Bei nachgewiesenem Zugang reicht kein einfaches Bestreiten des behaupteten Inhalts einer Briefsendung

Sofern eine Partei den Zugang einer Briefsendung bei der gegnerischen Partei nachweisen kann und behauptet, der Inhalt sei ein bestimmtes Schreiben – hier die Geltendmachung einer Sonderzahlung – gewesen, reicht einfaches Bestreiten des konkreten Inhalts nicht aus. In solchen Fällen kann und muss die Gegenpartei erklären, welchen anderen Inhalt die Briefsendung gehabt haben soll (Thüringer Landesarbeitsgericht, Urteil vom 7. Dezember 2022, Aktenzeichen 4 Sa 123/21).

Der Fall

Die Klägerin war bei der Beklagten als Krankenschwester in Vollzeit tätig. Auf das Arbeitsverhältnis findet der TVöD Anwendung. Die Klägerin behauptet, der Beklagten eine Briefsendung übersandt zu haben. Diese beinhaltete ein Schreiben, in dem sie die Beklagte aufforderte, ihr die gemäß § 20 TVöD zustehende Jahressonderzahlung für das Jahr 2019 mit der Mai-Abrechnung 2020 auszuzahlen. Es gibt einen auf den 23. April 2020 datierten Einlieferungsbeleg über die Aufgabe einer Briefsendung nebst Sendungsnummer bei der Post, gerichtet an die Beklagte. Diese Briefsendung wurde am 24. April 2020 von einer Beschäftigten der Beklagten entgegengenommen. Die Beklagte bestreitet jedoch, dieses Aufforderungsschreiben erhalten zu haben, daher sei der Anspruch – so er überhaupt bestanden habe – verfallen. Darüber hinaus – so behauptet die Beklagte weiter – ging es dem Betrieb in der Vergangenheit wirtschaftlich schlecht. Nur weil die meisten Mitarbeitenden auf ihre Jahres-sonderzahlung verzichtet hätten, habe der Betrieb überleben können.
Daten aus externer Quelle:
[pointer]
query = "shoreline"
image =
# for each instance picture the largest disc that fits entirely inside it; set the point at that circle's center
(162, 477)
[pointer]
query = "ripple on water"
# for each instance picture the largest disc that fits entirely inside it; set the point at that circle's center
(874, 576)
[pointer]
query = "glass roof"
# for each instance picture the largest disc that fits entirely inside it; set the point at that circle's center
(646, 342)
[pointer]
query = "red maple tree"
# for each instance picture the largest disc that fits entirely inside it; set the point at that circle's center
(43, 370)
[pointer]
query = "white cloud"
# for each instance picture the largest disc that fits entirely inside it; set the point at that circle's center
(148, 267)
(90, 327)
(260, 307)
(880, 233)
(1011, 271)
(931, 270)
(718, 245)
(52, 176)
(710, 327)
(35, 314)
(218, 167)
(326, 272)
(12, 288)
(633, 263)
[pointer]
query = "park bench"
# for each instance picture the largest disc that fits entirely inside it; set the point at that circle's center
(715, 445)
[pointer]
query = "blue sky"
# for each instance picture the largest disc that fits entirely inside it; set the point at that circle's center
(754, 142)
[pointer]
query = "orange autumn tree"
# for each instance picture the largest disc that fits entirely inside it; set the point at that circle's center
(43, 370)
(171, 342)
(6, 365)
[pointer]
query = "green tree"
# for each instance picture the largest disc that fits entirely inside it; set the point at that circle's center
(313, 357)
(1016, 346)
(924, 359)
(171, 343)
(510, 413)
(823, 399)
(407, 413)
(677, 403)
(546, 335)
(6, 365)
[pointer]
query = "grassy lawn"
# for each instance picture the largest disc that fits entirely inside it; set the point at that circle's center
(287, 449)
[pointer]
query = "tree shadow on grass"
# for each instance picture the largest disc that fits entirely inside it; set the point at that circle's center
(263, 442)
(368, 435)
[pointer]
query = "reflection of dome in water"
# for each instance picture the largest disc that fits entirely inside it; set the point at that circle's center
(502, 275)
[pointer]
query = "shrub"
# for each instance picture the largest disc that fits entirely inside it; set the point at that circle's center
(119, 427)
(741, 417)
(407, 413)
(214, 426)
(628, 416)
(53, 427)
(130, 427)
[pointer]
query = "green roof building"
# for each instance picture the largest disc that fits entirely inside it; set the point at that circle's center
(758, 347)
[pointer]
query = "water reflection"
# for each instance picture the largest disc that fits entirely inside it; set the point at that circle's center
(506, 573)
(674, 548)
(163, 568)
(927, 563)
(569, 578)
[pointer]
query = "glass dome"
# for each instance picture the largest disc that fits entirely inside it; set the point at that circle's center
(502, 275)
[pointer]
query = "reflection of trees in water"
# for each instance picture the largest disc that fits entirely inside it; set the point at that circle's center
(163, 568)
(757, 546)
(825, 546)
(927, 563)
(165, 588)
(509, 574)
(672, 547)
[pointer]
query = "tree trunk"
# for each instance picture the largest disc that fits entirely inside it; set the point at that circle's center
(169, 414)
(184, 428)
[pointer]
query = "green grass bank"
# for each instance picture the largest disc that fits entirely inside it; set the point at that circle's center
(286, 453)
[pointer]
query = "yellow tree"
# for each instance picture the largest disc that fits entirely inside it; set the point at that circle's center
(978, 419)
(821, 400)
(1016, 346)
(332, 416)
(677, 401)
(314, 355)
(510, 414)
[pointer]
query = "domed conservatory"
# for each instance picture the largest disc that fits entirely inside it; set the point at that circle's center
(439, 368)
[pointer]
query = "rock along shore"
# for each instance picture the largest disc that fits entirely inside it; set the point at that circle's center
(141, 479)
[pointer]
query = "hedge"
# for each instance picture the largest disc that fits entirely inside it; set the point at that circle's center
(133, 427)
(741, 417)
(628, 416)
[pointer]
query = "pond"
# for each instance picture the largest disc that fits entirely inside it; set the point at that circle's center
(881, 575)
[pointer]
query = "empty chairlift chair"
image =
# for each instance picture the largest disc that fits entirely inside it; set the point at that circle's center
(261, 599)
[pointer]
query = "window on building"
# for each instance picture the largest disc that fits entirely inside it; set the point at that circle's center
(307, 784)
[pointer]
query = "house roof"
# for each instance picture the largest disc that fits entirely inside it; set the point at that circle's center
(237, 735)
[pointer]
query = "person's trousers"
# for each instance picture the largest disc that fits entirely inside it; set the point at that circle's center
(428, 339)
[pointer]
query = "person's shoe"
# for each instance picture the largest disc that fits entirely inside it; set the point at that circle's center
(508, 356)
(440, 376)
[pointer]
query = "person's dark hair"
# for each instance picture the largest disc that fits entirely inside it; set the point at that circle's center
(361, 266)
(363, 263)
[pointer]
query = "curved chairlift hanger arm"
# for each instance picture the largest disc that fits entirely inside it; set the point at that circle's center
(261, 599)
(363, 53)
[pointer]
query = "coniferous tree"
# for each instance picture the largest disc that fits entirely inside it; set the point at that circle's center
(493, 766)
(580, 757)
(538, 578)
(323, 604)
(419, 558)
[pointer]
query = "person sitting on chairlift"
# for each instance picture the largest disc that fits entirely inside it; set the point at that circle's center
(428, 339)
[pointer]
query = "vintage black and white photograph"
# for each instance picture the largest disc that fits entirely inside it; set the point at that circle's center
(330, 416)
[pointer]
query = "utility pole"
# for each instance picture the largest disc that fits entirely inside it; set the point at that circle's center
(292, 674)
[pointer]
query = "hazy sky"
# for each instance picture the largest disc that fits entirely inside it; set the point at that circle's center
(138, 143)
Eine Auszahlung an die Klägerin würde den Betriebsfrieden gefährden und eine Ungleichbehandlung darstellen. Aus diesem Grund sei die Geltendmachung der Zahlung durch die Klägerin treuwidrig, so die Beklagte.

Die Entscheidung

Das Thüringer LAG gab – wie auch die Vorinstanz – der Klägerin Recht. Der Anspruch auf die Jahressonderzahlung für das Jahr 2019 besteht und wurde auch rechtzeitig geltend gemacht. Das Gericht stellt klar, dass weder die vorgetragene schwierige wirtschaftliche Lage des Betriebs, noch ein Verzicht anderer Arbeitnehmender auf die Jahressonderzahlung dazu führt, dass die Klägerin keinen Anspruch auf Zahlung mehr hat. Eine Ungleichbehandlung oder ein treuwidriges Verhalten ist insoweit nicht gegeben. Darüber hinaus wurde der Anspruch nach Auffassung des Gerichts auch rechtzeitig innerhalb der sechsmonatigen Frist des § 37 TVöD geltend gemacht. Aufgrund des Vortrags der Klägerin war das Thüringer LAG überzeugt davon, dass die Beklagte das entsprechende Aufforderungsschreiben auch erhalten hat. Dies, zumal die Beklagte trotz mehrfachen Hinweises seitens des Gerichts nicht dargelegt hat, was denn sonst Inhalt der Briefsendung, die ihre Mitarbeiterin unstreitig am 24. April 2020 entgegengenommen hat, gewesen sein soll. Das einfache Bestreiten durch die Beklagte reicht hier nicht aus.

Das Fazit

Jede Partei muss sich im Prozess vollständig und vor allem wahrheitsgemäß über das Vorbringen der Gegenseite erklären. Das hat die Beklagte vorliegend nicht getan, so dass die Entscheidung des Gerichts hier nur folgerichtig ist.